Last week, I had cheese and crackers with Chris Teplovs from University of Toronto.  He claimed he could create some elves to help grade my lab reports for me and give the students a chance for feedback on their work before they finalize it.  We shall see what his elves can do.  They might be able to allow students to have feedback on their writing before they submit their lab reports?  Using a combination of network analysis, automated content analysis, and new media technology, we shall see what these little elves can do. I am sure this is the type of technology that the folks developing the MOOC would love.


One of my students is taking a MOOC.  She had some interesting thoughts to share on the topic.  It does open some interesting doors for high performing students.  It can also open doors for non–traditional students, such as older students balancing a family life.

However, there were some interesting articles in the Chronicle of Higher Education last weekly that were highly critical of the MOOC fad.

“Low-cost online courses could allow a more-diverse group of students to try college, but a new study suggests that such courses could also widen achievement gaps among students in different demographic groups…They found that students in demographic groups whose members typically struggle in traditional classrooms are finding their troubles exacerbated in online courses. The study found that all students who take more online courses, no matter the demographic, are less likely to attain a degree.”

On a similar issue, another interesting NY Times article last week was about Sugata Mitra who gave a recent TED talk.

“We need teachers to do different things.

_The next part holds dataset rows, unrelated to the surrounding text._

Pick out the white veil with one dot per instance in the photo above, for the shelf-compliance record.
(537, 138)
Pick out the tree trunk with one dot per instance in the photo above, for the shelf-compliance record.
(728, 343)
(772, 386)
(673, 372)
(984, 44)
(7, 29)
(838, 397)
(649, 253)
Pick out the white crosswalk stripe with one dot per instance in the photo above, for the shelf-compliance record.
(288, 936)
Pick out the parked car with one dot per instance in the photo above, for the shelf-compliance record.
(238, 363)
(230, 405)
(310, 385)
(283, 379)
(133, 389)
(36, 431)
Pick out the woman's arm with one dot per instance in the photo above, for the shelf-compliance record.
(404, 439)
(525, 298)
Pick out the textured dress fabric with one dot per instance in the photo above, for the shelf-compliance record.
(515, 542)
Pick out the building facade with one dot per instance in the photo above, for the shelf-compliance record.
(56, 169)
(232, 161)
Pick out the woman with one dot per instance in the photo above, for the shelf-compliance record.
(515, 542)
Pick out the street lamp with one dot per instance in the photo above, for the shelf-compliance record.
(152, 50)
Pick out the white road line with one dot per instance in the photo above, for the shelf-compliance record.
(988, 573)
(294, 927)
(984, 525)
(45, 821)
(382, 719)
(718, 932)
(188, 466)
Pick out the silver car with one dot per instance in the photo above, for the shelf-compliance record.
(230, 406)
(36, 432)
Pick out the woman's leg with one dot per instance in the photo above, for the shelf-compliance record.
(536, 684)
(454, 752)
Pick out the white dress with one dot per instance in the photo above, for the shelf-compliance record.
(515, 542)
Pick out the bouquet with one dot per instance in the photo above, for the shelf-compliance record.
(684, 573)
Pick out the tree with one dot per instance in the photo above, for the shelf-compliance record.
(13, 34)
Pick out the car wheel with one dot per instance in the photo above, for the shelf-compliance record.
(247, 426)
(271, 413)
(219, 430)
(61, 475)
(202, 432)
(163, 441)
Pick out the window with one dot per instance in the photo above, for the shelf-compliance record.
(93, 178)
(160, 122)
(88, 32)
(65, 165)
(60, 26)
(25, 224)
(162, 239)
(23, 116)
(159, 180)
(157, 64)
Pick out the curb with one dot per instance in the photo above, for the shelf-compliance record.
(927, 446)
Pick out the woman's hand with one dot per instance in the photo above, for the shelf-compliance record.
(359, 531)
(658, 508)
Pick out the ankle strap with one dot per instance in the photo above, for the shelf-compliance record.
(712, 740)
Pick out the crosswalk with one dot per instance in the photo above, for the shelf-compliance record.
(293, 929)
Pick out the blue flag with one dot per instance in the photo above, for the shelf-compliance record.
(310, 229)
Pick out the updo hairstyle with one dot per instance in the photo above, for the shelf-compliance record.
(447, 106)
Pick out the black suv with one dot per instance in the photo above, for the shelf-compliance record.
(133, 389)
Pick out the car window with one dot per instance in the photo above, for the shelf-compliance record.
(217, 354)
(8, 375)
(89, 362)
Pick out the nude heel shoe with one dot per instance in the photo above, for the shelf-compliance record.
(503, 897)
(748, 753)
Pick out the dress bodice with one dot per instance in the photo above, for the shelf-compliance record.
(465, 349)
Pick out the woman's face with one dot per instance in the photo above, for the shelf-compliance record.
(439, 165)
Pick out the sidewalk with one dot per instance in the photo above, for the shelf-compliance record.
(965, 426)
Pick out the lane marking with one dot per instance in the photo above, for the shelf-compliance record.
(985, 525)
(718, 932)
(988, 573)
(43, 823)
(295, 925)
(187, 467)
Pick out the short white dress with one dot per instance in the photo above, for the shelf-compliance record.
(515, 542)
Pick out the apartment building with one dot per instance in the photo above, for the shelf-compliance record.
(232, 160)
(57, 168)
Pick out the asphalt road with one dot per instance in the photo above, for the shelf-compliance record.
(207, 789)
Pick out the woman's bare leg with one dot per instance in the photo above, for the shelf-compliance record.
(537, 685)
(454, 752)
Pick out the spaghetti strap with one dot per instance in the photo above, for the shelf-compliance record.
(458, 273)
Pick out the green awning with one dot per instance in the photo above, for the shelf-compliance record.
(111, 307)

The teacher has to ask the question, and tell the children what they have learned. She comes in at the two ends, a cap at the end and a starter at the beginning.  Teachers are not supposed to be repositories of information which they dish out. That is from an age when there were no other repositories of information, other than books or teachers, neither of which were portable. A lot of my big task is retraining these teachers. Now they have to watch as children learn.”